MALAYSIA: Earlier this month, Malaysian Prime Minister Ismail Sabri Yaakob was quoted as saying that the government was interested in bringing back the Goods and Services Tax (GST).
While he acknowledged that the GST was unpopular, he also argued that the government’s alternatives were restricted because it had lost approximately RM20 billion (US$4.57 billion) in revenue as a result of its elimination.
In April 2015, former Malaysian Prime Minister Najib Razak implemented the GST, which is levied at a flat 6%, to replace the Sales and Services Tax (SST).
When Malaysia held its 14th General Election in May 2014, GST was a major issue. If Pakatan Harapan (PH) won the election, it promised to repeal the tax. PH eliminated the GST in June 2018 and reinstated the SST during its time in power. Even after the PH government was ousted in March 2020, the latter has stayed in place.
GST, which is a broad-based consumption tax, has been suggested as a possible fiscal instrument for Malaysia as it continues to recover from the pandemic.
Malaysians are divided by Mr Ismail Sabri’s comments on the Goods and Services Tax (GST).
Business associations have generally been supportive of the concept. Reintroducing GST as inflation continues to rise will put an undue burden on the public, PH stated on June 1 in a statement.
“The price of items could rise significantly if the GST is reintroduced.” Supply chain issues and stagnant salaries which “will put a tremendous strain on the workers,” the report stated.
According to PH, the 1Malaysia Development Berhad (1MDB) crisis has left the people with a negative impression of the current administration’s governance.
The opposition coalition argued that the government should not be allowed to raise taxes on citizens without first demonstrating that it has improved its management.
The prime minister said over the weekend that Putrajaya is still debating whether or not to bring back the GST and hasn’t made a decision yet.
The Malaysian government is expected to earn RM 26.7 billion in 2020 and RM 27.9 billion in 2021 under the current SST structure.

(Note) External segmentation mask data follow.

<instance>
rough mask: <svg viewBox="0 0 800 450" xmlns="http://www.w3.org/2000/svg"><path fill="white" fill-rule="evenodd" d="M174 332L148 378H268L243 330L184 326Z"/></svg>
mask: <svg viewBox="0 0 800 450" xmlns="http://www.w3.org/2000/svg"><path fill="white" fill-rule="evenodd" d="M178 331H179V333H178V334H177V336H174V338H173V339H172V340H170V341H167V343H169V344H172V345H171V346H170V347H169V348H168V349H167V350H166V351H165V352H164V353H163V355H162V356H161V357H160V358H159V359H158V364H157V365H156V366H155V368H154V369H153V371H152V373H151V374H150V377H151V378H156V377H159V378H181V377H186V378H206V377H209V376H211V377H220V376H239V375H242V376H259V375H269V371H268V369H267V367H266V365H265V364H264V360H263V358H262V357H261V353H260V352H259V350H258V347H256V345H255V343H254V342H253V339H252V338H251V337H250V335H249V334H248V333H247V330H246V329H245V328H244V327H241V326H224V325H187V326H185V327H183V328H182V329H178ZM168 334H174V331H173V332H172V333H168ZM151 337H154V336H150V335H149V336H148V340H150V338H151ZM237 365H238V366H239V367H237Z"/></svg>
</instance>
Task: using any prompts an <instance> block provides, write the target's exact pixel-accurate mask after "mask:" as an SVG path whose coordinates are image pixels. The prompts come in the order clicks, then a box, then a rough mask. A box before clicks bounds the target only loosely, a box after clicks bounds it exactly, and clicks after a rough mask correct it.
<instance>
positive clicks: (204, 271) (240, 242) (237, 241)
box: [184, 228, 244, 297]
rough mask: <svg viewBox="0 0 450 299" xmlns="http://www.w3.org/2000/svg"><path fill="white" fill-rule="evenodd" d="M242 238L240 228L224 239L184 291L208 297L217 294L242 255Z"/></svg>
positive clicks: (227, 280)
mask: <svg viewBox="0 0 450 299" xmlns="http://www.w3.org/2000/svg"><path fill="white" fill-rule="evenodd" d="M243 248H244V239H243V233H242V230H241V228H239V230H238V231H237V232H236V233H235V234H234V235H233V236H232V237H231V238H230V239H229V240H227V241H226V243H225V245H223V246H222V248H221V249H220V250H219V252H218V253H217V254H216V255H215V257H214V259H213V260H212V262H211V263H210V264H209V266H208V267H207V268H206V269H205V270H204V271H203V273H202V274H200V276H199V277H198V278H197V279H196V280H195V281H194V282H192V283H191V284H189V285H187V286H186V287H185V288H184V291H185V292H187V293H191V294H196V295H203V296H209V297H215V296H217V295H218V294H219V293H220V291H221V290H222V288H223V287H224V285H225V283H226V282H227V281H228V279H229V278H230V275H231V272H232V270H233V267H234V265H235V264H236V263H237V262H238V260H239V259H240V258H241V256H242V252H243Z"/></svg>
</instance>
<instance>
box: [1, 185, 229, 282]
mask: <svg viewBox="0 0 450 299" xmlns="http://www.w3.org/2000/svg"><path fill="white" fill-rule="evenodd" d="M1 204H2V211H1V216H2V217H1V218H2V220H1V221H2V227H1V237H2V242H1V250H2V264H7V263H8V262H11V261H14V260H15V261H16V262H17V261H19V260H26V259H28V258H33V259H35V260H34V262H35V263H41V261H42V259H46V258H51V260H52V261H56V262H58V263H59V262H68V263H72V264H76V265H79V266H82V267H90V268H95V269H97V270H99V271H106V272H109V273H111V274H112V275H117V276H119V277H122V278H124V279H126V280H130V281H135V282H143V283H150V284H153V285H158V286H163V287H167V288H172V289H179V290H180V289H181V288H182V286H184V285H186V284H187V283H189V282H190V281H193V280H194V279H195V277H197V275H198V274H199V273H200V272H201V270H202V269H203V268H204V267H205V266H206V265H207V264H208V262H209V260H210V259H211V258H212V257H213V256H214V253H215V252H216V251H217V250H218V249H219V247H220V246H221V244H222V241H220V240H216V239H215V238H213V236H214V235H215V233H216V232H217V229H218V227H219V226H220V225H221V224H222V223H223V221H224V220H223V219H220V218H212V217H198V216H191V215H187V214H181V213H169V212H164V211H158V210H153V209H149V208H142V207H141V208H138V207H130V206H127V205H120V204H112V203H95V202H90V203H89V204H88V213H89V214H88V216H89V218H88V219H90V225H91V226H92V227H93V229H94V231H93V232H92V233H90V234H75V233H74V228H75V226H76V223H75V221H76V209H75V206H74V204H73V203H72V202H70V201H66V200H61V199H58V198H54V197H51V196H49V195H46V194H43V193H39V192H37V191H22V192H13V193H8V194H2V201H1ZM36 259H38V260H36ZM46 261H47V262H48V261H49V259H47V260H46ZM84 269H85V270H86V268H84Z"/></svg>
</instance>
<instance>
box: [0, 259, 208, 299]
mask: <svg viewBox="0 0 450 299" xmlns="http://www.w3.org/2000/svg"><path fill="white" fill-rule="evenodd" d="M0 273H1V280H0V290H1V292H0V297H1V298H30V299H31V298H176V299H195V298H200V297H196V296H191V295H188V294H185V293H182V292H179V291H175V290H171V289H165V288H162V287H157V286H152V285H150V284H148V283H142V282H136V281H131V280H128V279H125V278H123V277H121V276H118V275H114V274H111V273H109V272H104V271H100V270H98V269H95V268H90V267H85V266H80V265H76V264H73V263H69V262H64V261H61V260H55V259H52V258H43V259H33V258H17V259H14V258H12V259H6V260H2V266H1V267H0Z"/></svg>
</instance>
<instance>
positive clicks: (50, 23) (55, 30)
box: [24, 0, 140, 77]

The difference was RM44 billion when compared to 2017, the year before the GST was repealed.
The federal government’s income has traditionally been heavily reliant on petroleum revenues. According to data released in 2014, Malaysia has become the world’s largest net oil importer for the first time in its history.
UMNO senior officials, including Najib, have urged the government to reintroduce the GST in light of the fiscal deficit and the need to increase federal income collection.